The Law of the Land: The North Fork Needs the South Fork
The North and South Forks are not dependent upon each other. They are entirely separate things, with the North the land of agriculture and wine and the South the land of celebrities, surfers and tycoons.
And yet…
Global warming is here and the temperature is rising, and the seas are rising. What if someday the South Fork went entirely underwater? It could happen. Whole hunks of Florida are going to go entirely underwater soon.
So what then would we call this entirely independent place called the North Fork? It wouldn’t be North of anybody. So you’d call it just…the Fork?
That’s crazy. No fork stands alone. Like dogs need cats, babies need mothers, peanut butter needs jelly…you get the picture.
Think about it. You cannot have a North Fork when the South Fork is gone. It’s a unique situation. You could not say, I am going out to the North Fork for the weekend. What the devil would that mean?
Maybe you could say I am going out to the peninsula for the weekend. But that doesn’t do it. It’s a peninsula all right, but there are plenty of peninsulas around. So you couldn’t just end a sentence in that way. Which peninsula would you be referring to? You’d have to say I am going out to the North Peninsula, but that would make as little sense as saying I’m going to go out to the North Fork.
But if the North Fork depends on the South Fork for a name, it doesn’t necessarily work the other way around. Think about it. If the North Fork went underwater, the South Fork would simply transform itself into something else. It would be like Clark Kent becoming Superman. The South Fork becomes the Hamptons.
Hamptons are everywhere on the, uh, South Fork. There’s East, South- and Westhampton. There’s Hampton Bays and Bridgehampton. There’s a few other names wedged in there in between, but it’s just the feathers taking up room in an overstuffed sofa. Go a few more miles and it’s back to a Hampton one way or the other.
And so I say the North Fork needs that kind of escape hatch. And everyone should help in finding it. It would free up that ork from the anxiety it suffers for being so dependent on the South Fork.
How about the Unhampton? If the South Fork were gone, you’d not have any Hamptons anywhere, would you? So that wouldn’t work. Because nobody would know what it means. Does it refer to the Hamptons up in New Hampshire, the ones down in Virginia, the ones in England? What the hell?
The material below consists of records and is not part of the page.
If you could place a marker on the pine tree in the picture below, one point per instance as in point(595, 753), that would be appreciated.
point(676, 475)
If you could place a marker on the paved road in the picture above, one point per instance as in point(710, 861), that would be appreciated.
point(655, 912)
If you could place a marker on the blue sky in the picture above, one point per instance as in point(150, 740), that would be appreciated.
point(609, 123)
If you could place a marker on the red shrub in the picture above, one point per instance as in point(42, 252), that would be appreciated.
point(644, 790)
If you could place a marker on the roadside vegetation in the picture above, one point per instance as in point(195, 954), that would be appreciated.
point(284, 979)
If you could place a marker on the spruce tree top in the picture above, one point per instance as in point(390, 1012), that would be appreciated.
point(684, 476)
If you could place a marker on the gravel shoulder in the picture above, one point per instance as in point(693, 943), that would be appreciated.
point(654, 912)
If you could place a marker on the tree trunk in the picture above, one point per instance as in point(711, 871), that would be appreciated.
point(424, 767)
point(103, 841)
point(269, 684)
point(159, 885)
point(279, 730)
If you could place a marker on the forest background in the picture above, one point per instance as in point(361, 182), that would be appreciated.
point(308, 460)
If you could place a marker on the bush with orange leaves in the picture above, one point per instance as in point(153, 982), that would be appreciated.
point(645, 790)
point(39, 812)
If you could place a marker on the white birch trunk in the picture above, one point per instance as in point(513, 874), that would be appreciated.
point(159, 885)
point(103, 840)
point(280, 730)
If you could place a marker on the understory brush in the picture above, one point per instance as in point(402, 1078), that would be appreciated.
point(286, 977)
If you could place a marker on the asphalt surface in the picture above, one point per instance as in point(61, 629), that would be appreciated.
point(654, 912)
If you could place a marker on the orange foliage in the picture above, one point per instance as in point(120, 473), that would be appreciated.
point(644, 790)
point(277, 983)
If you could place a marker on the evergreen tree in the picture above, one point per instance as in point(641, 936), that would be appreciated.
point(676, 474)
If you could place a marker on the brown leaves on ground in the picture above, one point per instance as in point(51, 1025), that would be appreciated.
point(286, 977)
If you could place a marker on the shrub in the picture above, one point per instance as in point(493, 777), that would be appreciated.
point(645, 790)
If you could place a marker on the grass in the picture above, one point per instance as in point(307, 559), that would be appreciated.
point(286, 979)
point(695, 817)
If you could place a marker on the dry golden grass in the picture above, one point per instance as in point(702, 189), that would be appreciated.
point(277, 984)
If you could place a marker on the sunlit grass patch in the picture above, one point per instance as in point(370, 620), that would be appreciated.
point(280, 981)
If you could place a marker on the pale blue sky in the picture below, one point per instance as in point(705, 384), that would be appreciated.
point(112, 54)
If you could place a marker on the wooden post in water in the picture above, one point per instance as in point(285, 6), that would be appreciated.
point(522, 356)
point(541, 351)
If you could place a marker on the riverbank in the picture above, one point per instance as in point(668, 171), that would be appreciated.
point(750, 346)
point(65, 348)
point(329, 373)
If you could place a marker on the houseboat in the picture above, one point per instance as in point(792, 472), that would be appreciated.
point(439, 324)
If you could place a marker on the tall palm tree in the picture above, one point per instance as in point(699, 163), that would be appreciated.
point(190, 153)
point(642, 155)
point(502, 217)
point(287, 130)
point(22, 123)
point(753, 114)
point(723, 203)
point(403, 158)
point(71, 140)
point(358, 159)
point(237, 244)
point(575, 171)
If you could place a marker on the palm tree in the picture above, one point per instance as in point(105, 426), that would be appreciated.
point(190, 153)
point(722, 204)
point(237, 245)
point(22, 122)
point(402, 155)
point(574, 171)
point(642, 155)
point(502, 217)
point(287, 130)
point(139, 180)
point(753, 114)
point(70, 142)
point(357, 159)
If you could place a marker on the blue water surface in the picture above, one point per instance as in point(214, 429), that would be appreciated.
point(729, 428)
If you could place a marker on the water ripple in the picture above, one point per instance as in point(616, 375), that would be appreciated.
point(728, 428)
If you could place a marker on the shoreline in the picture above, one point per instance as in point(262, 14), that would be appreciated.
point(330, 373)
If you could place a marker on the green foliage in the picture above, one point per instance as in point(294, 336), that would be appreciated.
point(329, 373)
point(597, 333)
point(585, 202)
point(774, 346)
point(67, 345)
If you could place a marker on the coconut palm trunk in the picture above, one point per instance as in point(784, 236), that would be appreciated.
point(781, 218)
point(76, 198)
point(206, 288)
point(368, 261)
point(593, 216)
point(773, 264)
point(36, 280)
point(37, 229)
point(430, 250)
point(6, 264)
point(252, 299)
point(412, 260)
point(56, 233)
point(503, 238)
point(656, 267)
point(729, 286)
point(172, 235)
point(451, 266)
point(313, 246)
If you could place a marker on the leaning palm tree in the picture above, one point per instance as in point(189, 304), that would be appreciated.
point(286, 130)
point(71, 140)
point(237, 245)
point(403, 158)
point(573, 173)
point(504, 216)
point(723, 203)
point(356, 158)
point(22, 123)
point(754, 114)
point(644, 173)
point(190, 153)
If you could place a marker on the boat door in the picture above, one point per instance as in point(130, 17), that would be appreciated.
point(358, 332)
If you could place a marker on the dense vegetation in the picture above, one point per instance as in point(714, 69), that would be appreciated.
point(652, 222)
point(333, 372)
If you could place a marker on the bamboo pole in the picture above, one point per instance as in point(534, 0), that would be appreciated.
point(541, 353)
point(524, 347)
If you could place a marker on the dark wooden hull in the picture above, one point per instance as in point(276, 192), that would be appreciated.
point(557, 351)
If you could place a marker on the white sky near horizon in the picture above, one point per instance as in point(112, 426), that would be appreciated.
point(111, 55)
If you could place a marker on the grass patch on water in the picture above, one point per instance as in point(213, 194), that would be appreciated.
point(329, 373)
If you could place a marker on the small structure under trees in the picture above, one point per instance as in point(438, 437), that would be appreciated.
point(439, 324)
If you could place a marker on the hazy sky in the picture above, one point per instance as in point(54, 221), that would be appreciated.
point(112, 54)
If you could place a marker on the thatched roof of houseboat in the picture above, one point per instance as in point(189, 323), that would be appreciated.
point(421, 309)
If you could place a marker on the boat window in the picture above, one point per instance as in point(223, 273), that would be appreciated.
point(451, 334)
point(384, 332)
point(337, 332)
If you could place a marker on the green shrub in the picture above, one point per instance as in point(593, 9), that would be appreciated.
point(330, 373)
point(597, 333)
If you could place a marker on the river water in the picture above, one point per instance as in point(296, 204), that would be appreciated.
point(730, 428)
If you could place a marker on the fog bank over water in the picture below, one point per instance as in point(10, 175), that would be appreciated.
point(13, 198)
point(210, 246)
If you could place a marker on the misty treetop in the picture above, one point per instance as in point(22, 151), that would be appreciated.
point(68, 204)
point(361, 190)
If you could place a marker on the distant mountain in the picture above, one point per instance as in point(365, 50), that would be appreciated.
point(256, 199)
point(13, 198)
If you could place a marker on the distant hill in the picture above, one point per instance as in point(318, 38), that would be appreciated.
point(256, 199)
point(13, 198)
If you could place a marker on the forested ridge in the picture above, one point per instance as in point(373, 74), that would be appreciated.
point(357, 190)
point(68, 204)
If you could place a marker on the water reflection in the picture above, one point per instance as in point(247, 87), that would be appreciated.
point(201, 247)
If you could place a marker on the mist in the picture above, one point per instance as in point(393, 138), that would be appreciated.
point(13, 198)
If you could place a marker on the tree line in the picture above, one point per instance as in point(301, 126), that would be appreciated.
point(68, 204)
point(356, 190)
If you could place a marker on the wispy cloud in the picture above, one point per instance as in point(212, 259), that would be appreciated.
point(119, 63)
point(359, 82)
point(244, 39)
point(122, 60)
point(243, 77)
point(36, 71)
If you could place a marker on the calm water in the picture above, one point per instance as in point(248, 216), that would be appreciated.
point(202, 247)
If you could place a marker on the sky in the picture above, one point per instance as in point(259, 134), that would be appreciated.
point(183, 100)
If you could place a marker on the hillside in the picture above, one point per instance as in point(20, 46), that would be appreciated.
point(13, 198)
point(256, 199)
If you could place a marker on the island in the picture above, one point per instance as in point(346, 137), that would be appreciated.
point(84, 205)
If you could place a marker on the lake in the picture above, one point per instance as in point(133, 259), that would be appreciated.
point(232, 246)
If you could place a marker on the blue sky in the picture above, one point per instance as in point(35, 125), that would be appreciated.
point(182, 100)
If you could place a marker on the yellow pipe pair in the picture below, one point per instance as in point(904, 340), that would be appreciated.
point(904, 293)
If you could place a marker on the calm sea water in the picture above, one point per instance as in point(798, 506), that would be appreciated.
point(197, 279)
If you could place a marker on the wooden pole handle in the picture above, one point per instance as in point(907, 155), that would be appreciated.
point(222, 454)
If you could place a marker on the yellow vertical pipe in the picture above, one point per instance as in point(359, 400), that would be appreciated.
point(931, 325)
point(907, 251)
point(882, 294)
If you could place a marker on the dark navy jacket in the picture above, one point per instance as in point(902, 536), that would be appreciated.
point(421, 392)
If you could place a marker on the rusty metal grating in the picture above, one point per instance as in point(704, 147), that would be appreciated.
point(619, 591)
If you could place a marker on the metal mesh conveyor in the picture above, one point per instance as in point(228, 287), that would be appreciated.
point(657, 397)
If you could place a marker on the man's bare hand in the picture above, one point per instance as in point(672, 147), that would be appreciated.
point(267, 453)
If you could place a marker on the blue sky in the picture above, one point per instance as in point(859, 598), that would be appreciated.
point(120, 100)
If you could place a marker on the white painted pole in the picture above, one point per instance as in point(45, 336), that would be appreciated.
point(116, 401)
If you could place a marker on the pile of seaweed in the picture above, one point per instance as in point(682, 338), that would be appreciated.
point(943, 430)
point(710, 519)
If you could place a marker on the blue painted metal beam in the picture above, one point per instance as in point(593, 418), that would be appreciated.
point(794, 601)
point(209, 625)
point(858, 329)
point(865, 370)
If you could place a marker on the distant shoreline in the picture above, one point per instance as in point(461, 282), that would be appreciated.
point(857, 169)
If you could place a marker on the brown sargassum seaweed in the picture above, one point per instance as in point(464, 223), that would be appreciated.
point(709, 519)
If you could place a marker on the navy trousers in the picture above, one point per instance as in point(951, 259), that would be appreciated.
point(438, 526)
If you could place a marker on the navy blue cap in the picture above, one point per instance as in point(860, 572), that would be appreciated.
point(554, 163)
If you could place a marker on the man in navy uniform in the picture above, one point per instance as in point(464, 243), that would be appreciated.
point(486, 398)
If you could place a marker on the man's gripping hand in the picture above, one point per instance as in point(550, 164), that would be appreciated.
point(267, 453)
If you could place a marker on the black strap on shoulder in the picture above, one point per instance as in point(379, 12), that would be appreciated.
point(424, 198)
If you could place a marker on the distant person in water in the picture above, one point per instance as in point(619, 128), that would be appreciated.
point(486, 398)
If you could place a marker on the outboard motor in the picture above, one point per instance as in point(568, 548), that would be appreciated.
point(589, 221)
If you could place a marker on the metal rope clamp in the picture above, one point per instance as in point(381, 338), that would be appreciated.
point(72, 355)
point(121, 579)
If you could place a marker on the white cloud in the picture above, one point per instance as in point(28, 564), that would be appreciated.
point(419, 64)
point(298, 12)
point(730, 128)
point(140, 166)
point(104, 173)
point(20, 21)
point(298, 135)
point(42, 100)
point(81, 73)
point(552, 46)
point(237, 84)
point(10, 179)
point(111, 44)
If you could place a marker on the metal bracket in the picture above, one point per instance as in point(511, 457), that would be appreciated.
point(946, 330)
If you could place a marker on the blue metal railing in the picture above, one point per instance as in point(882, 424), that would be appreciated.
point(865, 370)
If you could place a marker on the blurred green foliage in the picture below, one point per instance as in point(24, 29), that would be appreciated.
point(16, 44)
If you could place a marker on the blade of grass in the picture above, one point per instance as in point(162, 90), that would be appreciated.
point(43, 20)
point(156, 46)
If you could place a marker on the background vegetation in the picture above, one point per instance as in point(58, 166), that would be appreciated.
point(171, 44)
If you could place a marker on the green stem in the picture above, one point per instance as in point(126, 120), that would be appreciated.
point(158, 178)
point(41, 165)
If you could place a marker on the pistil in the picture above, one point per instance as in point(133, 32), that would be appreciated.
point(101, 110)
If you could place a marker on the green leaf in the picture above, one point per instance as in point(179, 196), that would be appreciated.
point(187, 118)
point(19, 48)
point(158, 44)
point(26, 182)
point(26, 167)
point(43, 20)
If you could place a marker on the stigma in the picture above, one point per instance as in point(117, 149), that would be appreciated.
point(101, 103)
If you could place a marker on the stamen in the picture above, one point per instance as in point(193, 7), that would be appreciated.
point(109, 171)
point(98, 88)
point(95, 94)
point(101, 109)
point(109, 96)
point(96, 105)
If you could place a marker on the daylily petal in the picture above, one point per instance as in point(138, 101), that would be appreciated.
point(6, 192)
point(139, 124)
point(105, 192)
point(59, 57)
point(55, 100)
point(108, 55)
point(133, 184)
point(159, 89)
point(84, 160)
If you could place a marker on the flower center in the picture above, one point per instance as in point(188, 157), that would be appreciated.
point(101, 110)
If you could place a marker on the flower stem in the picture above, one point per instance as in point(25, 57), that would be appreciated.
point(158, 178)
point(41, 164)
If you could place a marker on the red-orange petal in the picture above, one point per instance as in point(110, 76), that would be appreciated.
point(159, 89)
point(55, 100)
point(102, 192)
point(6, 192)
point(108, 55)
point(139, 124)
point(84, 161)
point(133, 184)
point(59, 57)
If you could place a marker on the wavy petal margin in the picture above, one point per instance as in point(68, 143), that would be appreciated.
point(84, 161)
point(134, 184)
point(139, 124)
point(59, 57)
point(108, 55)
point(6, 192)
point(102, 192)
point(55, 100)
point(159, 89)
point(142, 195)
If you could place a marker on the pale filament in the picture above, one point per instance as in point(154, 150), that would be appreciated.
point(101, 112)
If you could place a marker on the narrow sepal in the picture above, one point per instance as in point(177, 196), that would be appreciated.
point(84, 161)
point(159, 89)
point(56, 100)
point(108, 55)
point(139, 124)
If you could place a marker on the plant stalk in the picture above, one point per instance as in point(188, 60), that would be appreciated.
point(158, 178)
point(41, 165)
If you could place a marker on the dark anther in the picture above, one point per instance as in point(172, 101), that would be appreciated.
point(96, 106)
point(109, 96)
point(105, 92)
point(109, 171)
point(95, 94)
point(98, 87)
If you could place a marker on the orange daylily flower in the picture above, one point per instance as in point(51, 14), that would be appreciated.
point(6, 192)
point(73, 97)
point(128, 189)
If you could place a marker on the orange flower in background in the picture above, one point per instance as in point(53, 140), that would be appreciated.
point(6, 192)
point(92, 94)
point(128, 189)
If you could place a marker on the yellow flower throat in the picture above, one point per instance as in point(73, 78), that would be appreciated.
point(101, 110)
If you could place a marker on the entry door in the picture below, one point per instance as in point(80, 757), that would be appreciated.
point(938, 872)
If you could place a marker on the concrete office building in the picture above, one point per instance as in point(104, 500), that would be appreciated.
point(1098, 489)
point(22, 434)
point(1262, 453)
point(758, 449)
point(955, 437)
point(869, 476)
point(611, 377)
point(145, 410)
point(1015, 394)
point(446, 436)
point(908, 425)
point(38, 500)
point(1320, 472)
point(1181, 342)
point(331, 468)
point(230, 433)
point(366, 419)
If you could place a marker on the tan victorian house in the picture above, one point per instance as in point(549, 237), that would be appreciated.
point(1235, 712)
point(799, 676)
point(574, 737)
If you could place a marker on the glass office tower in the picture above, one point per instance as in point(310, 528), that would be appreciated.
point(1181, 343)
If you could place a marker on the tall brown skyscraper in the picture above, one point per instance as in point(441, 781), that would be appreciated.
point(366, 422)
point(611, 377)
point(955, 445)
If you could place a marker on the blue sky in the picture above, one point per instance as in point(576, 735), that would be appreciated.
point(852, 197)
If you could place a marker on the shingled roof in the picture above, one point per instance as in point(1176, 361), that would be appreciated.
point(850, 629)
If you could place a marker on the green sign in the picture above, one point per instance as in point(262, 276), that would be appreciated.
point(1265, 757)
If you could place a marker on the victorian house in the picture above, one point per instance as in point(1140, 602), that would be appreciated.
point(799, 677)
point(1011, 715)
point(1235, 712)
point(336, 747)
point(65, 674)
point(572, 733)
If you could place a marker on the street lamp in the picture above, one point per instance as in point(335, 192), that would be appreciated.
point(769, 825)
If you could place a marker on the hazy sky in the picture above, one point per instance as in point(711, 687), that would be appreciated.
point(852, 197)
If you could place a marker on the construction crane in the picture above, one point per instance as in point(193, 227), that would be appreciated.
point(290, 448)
People often say that on the South Fork everybody is just too busy to worry about this sort of thing. They don’t even know they have the escape hatch. And there’s truth to that.
But on the North Fork, everything is quiet and peaceful, maybe with a cow mooing here or a bird cheeping there. One is left to contemplate the meaning of it all, and with the South Fork right there taking up the Yang to the North Fork’s Yin, why, it’s just very nerve-wracking is what it is.
How about Twelve Towns? That might work. There are, in fact, 12 towns strung grandly out on the North Fork like links on a chain, and this is something unique when you think about it. If you start at Riverhead, then there’s Aquebogue, Northville, Jamesport, New Suffolk, Cutchogue, Laurel, Mattituck, Southold, Greenport, East Marion and Orient. There they are. The answer to the North Forkers’ prayers.
The comforting backup to the North Fork—Twelve Towns, 12 lovable towns, each one unique, strung out like that from the head of the river to the point at the end like pearls on a necklace.
I rather like it. Keep it under your hat.